In the words of Martin Luther King, Jr, “You get to see the person’s character not in the moments of celebration, but in moments of controversy.” It is in these trying times that our character as a community has been exposed. People have put their business aside to be with the families who mourn. To belong is to be cared for. The gesture of presence goes a long way in knowing that one is not alone. Church communities are the embodiment of God, this God who comes to be with His people. Thank you, beloved disciples of the Calvary Methodist Church. My heart warmed up when I heard people took the initiative to go and visit without being asked to do so. My heart leaped with praise when the families told me that the people called Methodists from Calvary Methodist Church were here and they blessed us with such a healing prayer service. We did what we are called to do, to being Christ to those who need Him the most.

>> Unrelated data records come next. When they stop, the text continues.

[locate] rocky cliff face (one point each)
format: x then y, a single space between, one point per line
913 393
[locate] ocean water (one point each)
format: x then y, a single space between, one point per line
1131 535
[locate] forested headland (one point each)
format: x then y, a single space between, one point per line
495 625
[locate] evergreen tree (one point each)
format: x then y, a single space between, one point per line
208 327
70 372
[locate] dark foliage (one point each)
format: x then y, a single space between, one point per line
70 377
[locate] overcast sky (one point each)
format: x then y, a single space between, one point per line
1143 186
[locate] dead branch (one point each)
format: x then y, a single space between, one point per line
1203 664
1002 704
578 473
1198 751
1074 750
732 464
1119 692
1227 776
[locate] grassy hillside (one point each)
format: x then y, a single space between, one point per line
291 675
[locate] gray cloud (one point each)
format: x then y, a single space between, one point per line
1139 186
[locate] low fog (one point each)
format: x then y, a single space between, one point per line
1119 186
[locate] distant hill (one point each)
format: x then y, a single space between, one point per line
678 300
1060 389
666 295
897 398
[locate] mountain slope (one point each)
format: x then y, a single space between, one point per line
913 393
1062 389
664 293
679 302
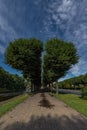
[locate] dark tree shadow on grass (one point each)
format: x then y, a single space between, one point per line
45 103
50 123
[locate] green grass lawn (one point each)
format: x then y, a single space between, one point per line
12 103
74 101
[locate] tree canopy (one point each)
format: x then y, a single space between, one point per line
25 55
59 58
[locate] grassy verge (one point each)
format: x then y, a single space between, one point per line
11 104
74 101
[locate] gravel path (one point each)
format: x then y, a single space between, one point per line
43 112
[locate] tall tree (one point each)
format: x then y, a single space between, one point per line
25 55
59 58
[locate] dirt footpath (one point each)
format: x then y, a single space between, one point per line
43 112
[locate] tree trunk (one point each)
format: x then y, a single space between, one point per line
57 88
51 87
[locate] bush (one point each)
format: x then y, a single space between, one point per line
84 93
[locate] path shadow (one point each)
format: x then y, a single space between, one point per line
45 103
50 123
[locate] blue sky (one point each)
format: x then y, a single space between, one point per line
45 19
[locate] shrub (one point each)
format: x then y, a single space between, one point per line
84 93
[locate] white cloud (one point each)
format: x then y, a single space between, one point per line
75 70
2 49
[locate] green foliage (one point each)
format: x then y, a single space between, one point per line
10 82
75 82
59 58
84 93
74 101
25 55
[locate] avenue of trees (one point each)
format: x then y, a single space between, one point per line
74 83
25 55
10 82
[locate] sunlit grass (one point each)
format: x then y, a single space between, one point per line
11 104
74 101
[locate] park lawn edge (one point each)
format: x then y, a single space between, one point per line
74 101
12 104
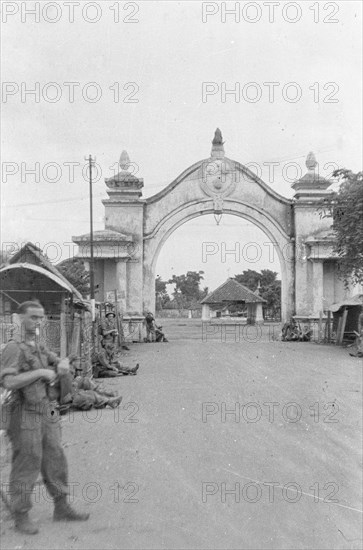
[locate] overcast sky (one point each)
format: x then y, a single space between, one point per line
147 71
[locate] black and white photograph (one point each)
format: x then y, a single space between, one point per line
181 275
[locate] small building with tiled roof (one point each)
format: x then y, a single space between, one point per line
233 292
29 275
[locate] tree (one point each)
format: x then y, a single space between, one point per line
187 288
345 207
74 270
161 296
270 286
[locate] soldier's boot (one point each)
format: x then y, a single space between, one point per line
24 525
114 402
134 369
64 512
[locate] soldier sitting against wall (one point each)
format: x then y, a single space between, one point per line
83 393
106 364
291 331
153 331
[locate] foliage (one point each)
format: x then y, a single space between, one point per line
270 286
187 288
162 298
345 207
74 270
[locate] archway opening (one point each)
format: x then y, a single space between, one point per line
236 248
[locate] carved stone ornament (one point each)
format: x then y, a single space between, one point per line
218 178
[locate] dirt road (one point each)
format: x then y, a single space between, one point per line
216 445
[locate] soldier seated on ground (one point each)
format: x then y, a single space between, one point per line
357 348
153 331
292 332
83 393
108 326
106 364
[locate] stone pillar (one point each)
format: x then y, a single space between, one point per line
205 312
317 287
135 287
250 314
121 285
259 320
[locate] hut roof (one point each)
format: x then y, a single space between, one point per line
232 291
30 255
356 300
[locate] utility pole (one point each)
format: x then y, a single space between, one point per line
91 162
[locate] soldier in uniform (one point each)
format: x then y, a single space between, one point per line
29 370
153 331
108 326
86 394
106 364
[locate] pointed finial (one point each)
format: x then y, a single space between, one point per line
124 161
258 286
217 140
311 161
217 145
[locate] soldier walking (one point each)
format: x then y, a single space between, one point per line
30 371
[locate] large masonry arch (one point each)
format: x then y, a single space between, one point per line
136 229
241 193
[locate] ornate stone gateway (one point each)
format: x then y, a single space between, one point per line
136 229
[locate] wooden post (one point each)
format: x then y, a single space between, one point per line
320 329
341 327
63 328
118 323
329 326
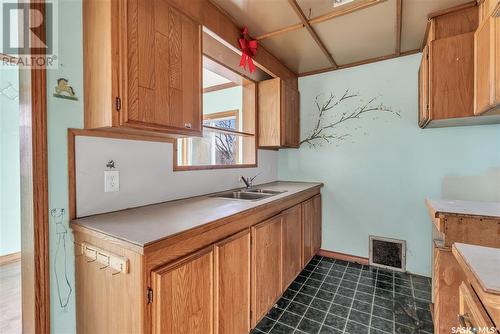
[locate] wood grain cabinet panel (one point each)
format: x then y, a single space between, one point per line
292 244
232 285
183 295
311 228
266 266
279 114
487 61
142 67
423 88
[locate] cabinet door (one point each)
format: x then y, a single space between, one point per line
483 67
423 88
290 116
183 295
496 56
311 228
232 285
452 77
292 243
266 266
164 68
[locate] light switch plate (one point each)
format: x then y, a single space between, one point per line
111 181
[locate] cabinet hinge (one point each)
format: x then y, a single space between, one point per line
118 103
149 295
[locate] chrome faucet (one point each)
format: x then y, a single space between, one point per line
249 180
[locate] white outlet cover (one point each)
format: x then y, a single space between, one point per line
111 181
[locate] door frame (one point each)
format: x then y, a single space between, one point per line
34 193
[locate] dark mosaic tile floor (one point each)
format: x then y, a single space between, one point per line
334 296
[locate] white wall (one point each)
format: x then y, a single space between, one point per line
147 176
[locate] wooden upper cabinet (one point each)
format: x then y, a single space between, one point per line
279 113
487 60
232 284
142 67
183 295
292 244
266 266
312 230
447 75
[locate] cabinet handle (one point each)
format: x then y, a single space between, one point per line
466 323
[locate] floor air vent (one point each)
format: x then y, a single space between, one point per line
388 253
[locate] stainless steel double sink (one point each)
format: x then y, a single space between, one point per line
253 194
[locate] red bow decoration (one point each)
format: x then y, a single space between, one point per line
249 49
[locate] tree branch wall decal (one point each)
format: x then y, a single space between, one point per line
328 118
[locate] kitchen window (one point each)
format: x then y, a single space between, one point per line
228 123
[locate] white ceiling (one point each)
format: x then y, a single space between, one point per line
357 36
213 79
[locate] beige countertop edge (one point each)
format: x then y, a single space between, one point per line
139 247
439 212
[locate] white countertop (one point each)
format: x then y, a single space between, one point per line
484 263
145 225
457 207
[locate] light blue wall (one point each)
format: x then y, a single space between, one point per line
223 100
63 114
376 180
10 206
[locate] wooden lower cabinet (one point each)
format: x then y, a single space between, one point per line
183 295
232 285
311 213
266 267
291 227
223 285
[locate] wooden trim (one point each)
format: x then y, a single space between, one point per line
203 167
10 258
312 32
358 63
215 88
34 189
343 256
347 9
451 9
399 24
426 35
102 133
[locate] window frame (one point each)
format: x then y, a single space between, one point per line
249 89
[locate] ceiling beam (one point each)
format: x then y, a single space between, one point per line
339 11
215 88
399 24
312 32
358 63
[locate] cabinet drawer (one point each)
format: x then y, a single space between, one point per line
472 313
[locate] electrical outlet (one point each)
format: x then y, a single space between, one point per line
111 181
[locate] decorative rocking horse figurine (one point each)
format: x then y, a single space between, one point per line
63 90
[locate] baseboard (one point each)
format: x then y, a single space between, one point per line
9 258
342 256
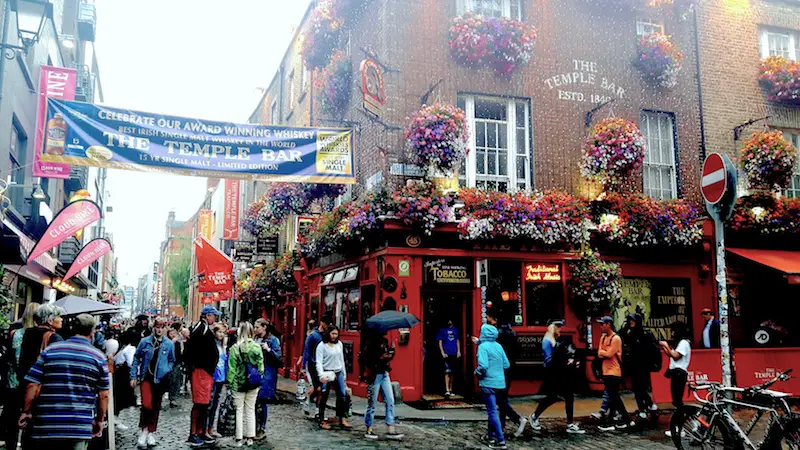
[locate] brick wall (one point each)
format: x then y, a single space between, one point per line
729 61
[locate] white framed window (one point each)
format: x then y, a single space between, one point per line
793 190
500 134
647 27
778 42
492 8
660 171
290 90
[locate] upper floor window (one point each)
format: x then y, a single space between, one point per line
499 156
778 42
646 28
793 190
660 171
492 8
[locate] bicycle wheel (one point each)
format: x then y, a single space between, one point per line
783 436
690 430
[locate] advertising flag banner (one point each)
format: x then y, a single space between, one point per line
119 138
54 82
214 266
230 228
65 224
90 253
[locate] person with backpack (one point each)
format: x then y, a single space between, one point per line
610 351
641 356
559 366
245 373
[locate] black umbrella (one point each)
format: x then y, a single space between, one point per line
391 320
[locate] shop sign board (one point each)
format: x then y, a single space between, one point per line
447 272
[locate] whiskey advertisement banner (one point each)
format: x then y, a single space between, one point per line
92 135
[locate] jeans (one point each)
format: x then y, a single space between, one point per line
615 403
340 387
677 386
382 383
211 419
245 413
490 399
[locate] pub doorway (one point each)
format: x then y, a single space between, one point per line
442 307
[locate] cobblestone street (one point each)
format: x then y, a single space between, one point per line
289 429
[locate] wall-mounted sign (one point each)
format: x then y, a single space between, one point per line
372 86
447 272
584 83
543 272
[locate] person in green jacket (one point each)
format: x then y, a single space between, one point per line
243 358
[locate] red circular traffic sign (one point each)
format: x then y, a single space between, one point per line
715 178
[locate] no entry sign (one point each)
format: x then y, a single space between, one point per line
715 178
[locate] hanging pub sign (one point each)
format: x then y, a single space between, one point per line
447 272
92 135
543 272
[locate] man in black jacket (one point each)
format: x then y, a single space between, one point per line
201 357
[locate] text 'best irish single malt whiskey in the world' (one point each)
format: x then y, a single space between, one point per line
56 135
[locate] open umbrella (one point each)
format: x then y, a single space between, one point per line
391 320
79 305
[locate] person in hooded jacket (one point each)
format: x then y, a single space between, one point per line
492 364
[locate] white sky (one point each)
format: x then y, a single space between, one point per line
190 58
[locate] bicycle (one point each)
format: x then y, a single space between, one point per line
710 424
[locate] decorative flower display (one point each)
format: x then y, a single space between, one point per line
422 205
613 151
437 136
266 215
781 79
545 218
334 83
659 59
768 160
766 215
322 35
594 282
503 43
641 221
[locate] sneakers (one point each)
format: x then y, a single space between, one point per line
521 427
535 426
574 428
142 441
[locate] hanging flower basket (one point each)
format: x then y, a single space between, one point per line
781 79
768 160
437 136
613 150
334 83
638 221
659 60
505 44
594 283
322 34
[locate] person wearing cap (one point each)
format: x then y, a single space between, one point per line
710 329
201 358
610 351
559 362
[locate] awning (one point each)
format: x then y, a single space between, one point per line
785 261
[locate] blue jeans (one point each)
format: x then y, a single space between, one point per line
490 400
382 383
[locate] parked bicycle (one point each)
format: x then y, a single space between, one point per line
710 423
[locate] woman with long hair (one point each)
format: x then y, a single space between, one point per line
331 370
244 359
559 359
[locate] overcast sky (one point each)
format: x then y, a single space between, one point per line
191 58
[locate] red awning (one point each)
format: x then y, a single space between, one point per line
783 260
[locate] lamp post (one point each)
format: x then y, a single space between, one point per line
31 17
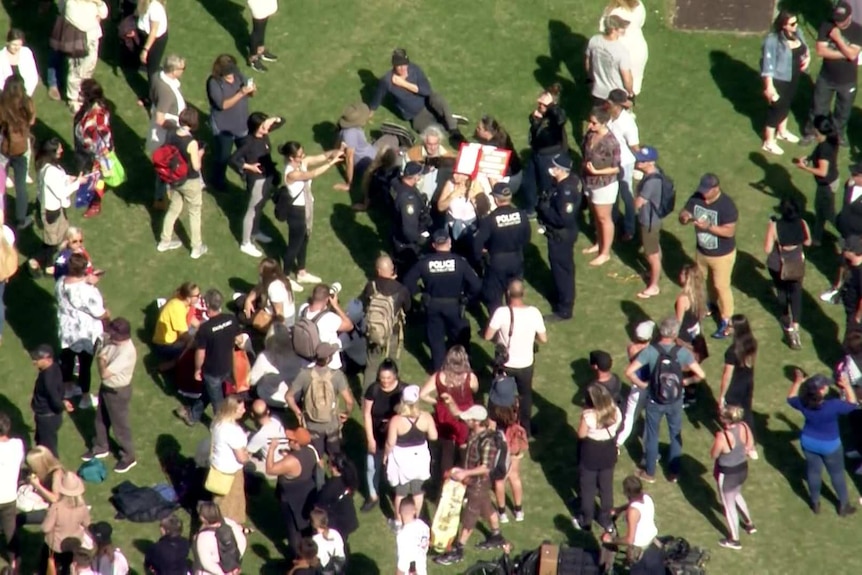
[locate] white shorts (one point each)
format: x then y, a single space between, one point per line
606 195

Kwasi Wiredu in his book Philosophy in an African culture, writes “To be, is to be known.” I praise God that over these past weeks we have become, by making ourselves known. I would like everybody to be known in our community. This remains to a greater extent, each individual’s responsibility, to either be a number or be known. This sense of knowing is reciprocal, as you become known, you also get to know. It will take a few adjustments to your priorities to make others your priority. Nobody has the time, but we can all create time, especially for other people.
People are the only hope we have. When everything else depends on us, we can depend on one another. Everything else will just stare at us, but people will minister to us. Let us continue to minister to each other.